Nasional Mondial Ekonomi Megapolitan Olahraga Rona The Alun-Alun Kupas Splash Wisata Perspektif Wawancara Edisi Weekend Foto Video Infografis

Salip Jepang, Jerman Kini Negara dengan Ekonomi Terbesar ke-3

Foto : vnexpress.net/reuters

Warga berbelanja di kawasan perbelanjaan Kurfuerstendamm, Berlin, Jerman, 18 Desember 2023

A   A   A   Pengaturan Font

TOKYO - Jepang yang diperkirakan akan menjadi negara dengan perekonomian terbesar di dunia merosot ke posisi keempat di bawah Jerman pada tahun lalu, menurut data resmi, Kamis (15/2), meskipun India diperkirakan akan melampaui kedua negara tersebut pada dekade ini.

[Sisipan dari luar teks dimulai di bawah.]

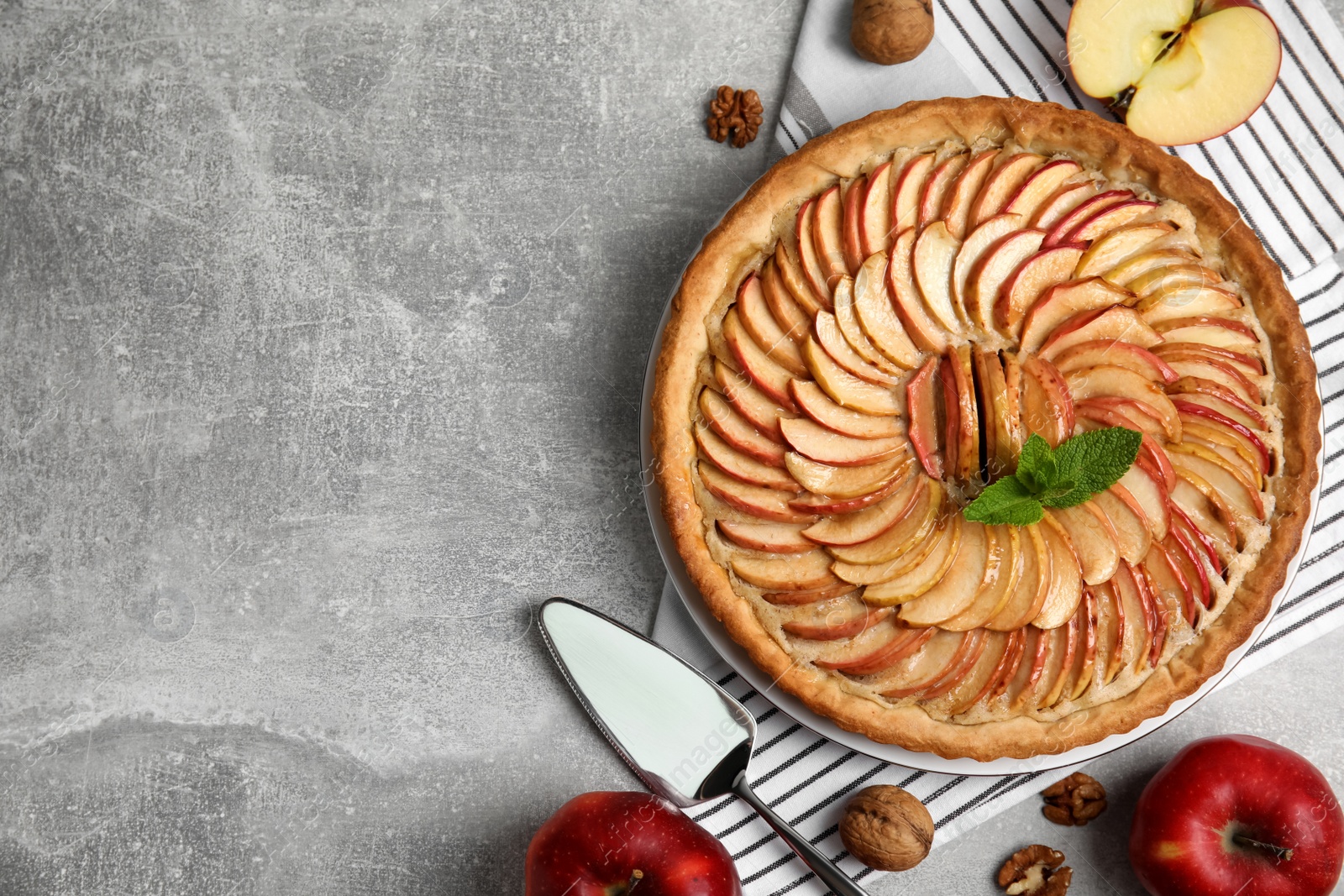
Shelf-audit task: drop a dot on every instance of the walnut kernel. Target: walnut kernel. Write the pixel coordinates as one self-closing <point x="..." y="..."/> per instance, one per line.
<point x="886" y="828"/>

Meskipun tumbuh 1,9 persen, produk domestik bruto nominal Jepang pada 2023 adalah 4,2 triliun dollar AS, dibandingkan dengan Jerman 4,5 triliun dollar AS, menurut angka yang dirilis bulan lalu.

Perubahan posisi ini terutama mencerminkan penurunan tajam yen terhadap dollar, dan bukan mencerminkan perekonomian Jerman - yang mengalami kontraksi 0,3 persen pada 2023 - mengungguli Jepang, kata para ekonom.

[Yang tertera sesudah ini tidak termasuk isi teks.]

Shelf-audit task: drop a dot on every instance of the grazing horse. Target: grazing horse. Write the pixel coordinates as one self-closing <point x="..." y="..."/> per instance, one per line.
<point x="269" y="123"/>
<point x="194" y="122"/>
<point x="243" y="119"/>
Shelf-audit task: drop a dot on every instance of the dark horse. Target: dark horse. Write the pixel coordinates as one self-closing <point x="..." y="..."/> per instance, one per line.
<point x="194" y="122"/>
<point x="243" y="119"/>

Mata uang Jepang merosot hampir seperlima pada 2022 dan 2023 terhadap mata uang AS, termasuk sekitar tujuh persen pada tahun lalu.

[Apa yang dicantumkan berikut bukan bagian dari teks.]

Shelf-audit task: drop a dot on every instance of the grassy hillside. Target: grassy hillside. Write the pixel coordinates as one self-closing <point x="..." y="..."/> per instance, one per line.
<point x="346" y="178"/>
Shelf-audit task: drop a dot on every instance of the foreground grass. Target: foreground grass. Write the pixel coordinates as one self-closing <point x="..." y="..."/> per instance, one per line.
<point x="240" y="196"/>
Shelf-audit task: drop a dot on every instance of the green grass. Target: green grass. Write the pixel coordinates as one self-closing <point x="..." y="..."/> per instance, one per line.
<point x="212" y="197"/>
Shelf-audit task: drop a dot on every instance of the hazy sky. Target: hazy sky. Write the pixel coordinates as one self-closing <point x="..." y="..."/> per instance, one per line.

Hal ini disebabkan oleh upaya meningkatkan harga, Bank of Japan mempertahankan suku bunga negatif, tidak seperti bank sentral besar lainnya yang menaikkan biaya pinjaman untuk melawan melonjaknya inflasi.

"Menyalipnya Jerman... dalam ukuran dollar banyak disebabkan oleh jatuhnya yen baru-baru ini. PDB riil Jepang sebenarnya telah mengungguli PDB Jerman sejak 2019," kata ekonom Fitch Ratings Brian Coulton.

Produsen-produsen Jerman yang sangat bergantung pada ekspor sangat terpukul dengan melonjaknya harga energi setelah invasi Rusia ke Ukraina.

Negara dengan perekonomian terbesar di Eropa ini juga terhambat oleh kenaikan suku bunga Bank Sentral Eropa (ECB) di zona euro serta ketidakpastian anggaran dan kekurangan tenaga kerja terampil.

Populasi Menurun

Jepang juga sangat bergantung pada ekspor, khususnya mobil, meskipun yen melemah -- yang membuat ekspor lebih murah -- telah membantu perusahaan-perusahaan besar seperti Toyota mengimbangi kelemahan di pasar-pasar utama seperti Tiongkok.

Namun negara ini lebih menderita dibandingkan Jerman dalam hal kekurangan pekerja karena populasinya menurun dan tingkat kelahiran tetap rendah. Para ekonom memperkirakan kesenjangan antara kedua perekonomian tersebut akan melebar.

Data pada hari Kamis menunjukkan bahwa ekonomi Jepang menyusut sebesar 0,1 persen kuartal-ke-kuartal dalam tiga bulan terakhir tahun 2023, meleset dari ekspektasi pasar sebesar 0,2 persen.

Pertumbuhan kuartal ketiga juga direvisi turun menjadi negatif 0,8 persen, yang berarti Jepang berada dalam resesi teknis pada paruh kedua tahun 2023.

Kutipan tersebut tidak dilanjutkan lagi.